そこへ、クラインがゆっくりとした足取りで寄ってきて、ヘロヘロなトリスの前に腰を下ろす。
(……クラインのやつ。もうここまで動けるのか……)
持っていたポーションを渡したのだ。
「最後の一個」
受け取ったトリスは一気に飲み干し、先程までの疲労感が僅かに薄らいでいった。
「ラクになった? 少しは」
「ああ。よく残っていたな」
リュートとの稽古の途中で、手持ちの薬草やポーションをトリスは全部使い切ってしまったのだ。

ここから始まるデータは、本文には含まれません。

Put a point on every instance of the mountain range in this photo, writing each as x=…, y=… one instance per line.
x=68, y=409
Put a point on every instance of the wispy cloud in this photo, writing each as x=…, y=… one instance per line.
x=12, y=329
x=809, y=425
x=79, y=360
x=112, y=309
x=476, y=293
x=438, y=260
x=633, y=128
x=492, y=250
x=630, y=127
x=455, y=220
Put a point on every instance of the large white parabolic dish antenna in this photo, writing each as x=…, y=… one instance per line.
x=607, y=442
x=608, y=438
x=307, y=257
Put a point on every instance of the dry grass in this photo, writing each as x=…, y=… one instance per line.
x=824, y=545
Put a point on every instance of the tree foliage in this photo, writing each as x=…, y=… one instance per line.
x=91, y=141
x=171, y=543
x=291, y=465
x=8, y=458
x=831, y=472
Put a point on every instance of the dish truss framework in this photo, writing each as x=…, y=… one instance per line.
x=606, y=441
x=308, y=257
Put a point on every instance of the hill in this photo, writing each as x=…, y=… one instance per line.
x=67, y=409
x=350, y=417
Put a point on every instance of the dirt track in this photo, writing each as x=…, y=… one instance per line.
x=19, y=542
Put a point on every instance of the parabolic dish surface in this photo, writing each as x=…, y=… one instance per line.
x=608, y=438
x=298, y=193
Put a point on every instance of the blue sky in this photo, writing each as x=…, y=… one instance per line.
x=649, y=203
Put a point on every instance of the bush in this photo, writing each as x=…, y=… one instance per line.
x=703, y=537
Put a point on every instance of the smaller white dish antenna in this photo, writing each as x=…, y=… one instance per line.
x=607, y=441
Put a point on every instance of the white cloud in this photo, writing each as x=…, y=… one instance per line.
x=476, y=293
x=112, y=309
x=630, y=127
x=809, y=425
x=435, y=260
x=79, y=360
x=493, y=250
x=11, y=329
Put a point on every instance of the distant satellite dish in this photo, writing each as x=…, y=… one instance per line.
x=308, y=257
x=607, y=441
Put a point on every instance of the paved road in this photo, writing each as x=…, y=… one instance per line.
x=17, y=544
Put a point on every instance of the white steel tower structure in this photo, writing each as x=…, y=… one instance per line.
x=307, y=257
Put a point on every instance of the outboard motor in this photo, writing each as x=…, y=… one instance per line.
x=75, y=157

いつもよりも様々な回復薬を多く所持していたが、次からは、もっと用意しようと心の中で誓っている。
軽く、息を零していた。
稽古が終わっても、動くことができず、その場に座り込んでいたのだった。
「残しとかないと、後が大変だろう? だから、必死に残しておいたんだ、いくつかは」
ニコッと笑みを漏らしている。
その笑みの中に、僅かに疲れも滲んでいたのだ。
「そうか……」
残しておく技量に、トリスが感心している。
「この後の授業、出れそうもないね」
クラインの双眸が、回復できていない面々を巡らせていた。
まだ、多くの生徒が、動くこともできず、横たわっていたのだ。
(無理だな)
この時間帯も、授業を取っている者もいたが、それを無視し、捕獲して連れてきたのはトリスやクラインたちだった。
「でも、アニスがいてくれて、助かったね」
「そうだな」
回復役に徹しているアニスは、この稽古に参加していない。
見学に回っていたのである。
そして、稽古が終わると、即状況の悪い者たちの回復に当たっていたのだ。
当初、ミントも、この稽古に加わることになっていたが、直前になって、稽古をキャンセルし、友達と遊びに出かけてしまった。
(もう一人、回復役を用意しておくべきだったな)
「もう少し、かかるかって思っていたが……」
リュートとの稽古の時間を、もう少し掛かると見込んでいたトリスだったが、思いの外、想定していた時間より、早く終わってしまい、自分の分析力が悪さに反吐が憶えている。
「そうだね。想定より、早く終わったね」
リュートがいってしまった方向へ、クラインの眼光が注がれていたのだった。
「ま、楽しそうに稽古していたから、当分の間は、持つと思うけど、早く、終わった分だけ、少し早くなる可能性もあるから、気をつけないと」
「だな。魔法だけじゃなく、剣を使うようになったから、さらに、動きに磨きが掛かっているしな……」
さらに強者になっていく姿に、どこまで強くなるんだと呆れているトリスだ。
「前よりも、魔法の速度も、威力も、上がっているし」
「ああ。剣に固執しなくなったから、柔軟性もまして、さらに厄介になったな……」
「カイルのアドバイスが、利いたね」
「魔法嫌いだったが、このところは、よく併用しているからな」
苦笑しているトリス。
魔法が大っ嫌いだと言うことも忘れていて、トリスとしては安堵感もあったのだ。
(このまま、忘れてくれると、助かるんだが……)
「剣と魔法を使われるから、ホント、大変だよ」
「大変だけど、いい経験にはなる」
「そうだけど。その分、こちら側の疲労や苦労が……」
遠い目をしているクラインだった。
捕獲していった記憶を思い返していたのだ。
トリスとクラインが中心となって、拒否していった者たちを捕まえていたのである。
「このまま、魔法嫌いを忘れて貰うと、いいけどな」
「バドも、参戦して貰う? 今度」
「……まだ、早い」
時期早々だと、トリスは抱いている。
「それに、後が面倒だ。各方面から、苦情が出るぞ」
「確かに」
「だから、バドを投入するにしても、もう少し後だ」
「これじゃ、足りないよ」
「他のクラスから、捕獲するしかないな」
「大変だな、それは……」
ぼやきながらも、クラインの頭の中では誰を選び、どのように捕獲しようかと案を巡らせていたのだった。
二人で喋っている間に、多少、動ける程度に回復した者たちが増えていった。